End of story? Hardly. While public broadcasting did finally break through the negative cloud and again became the force to be reckoned with, the political stations were slowly settling into their predictable depths. Labour’s One radio and TV outfit ran away with the Nationalist Party’s both when Labour was nestling in Opposition and in power. The reasons for this disparity are various, but people cite creativity, grassroot support and financial acumen as having made the difference.

Whatever the judgements, the Island’s broadcasting set-up is now established and all that matters is the competition therein, including that from the news portals. Recent “time-for-a-rethink” rumblings smack of hypocrisy, more so since it is all too obvious such doubts would not have been expressed had the situation of the two political broadcasting entities been the opposite.

It is even more horrendous on the part of those who seem to be seeking some kind of legalistic redress of the broadcasting scenario by getting the strong footprint of One radio and TV off the playing zone. Instead of promoting and nurturing the challenges of competition, the young electronic injuns of the new millenium piloting this absurd mission want to wield the constitutional hatchet.

What is highly disturbing is the fact that none of the old honkers for pluralism in the 90s have come out defending what they had demanded and eventually created. They just sit shrivelling in their cosy corners, not uttering a single word of protest and keeping their old fervour for pluralism and party concessions frozen away. Where has all the oompah gone?

 

Rewriting history

The world is in the process of rightly rewriting history. Events have been so overwhelming that it is difficult not to sit and think about it. Suddenly, all the sins of big-power domination are being questioned. So-called heroes from the exalted times of colonialism, slavery, illegal invasions, forced regime changes and disgusting genocides – all of them sweetly camouflaged in the history books written by the winners of those forsaken days – are being dethroned at last.

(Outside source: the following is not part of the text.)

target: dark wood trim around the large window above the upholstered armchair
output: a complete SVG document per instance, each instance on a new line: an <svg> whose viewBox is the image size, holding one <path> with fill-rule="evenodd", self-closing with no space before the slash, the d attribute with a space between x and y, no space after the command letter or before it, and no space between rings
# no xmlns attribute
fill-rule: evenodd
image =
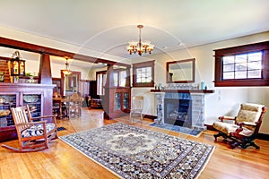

I prefer to see the history books being re-edited to mirror the truths and pinpoint the myths rather than watching statues being toppled, however symbolic that may seem. There is a new awareness and it is not restricted to the Black Lives Matter movement engulfing the world, but how many of our academics and historians are reacting to it all? We may have long happily drifted out of S. Laspina’s sanctified Outlines of Maltese History with its glorifications and gilt-edged coverage of events, with new generations of historians, from Henry Frendo and Dominic Fenech to Mark Montebello, having seen to that, but certainly not enough cleansing has been carried out. There are generational blemishes and inevitable personal innuendos. Where do they stand at this moment in time?

Of course history books vary according to their authors, but there is only one truth. I can give the perfect example of how this can lead to different interpretations. While Neil Armstrong, the first man on the moon, was more of a “doer”, Buzz Aldrin, who joined him on the lunar surface, was a “thinker”. Their description of what they saw on the moon illustrates the difference in intellectual/temperamental emphasis. Armstrong described the view as “beautiful” while Aldrin called it “magnificent desolation”. Get the message?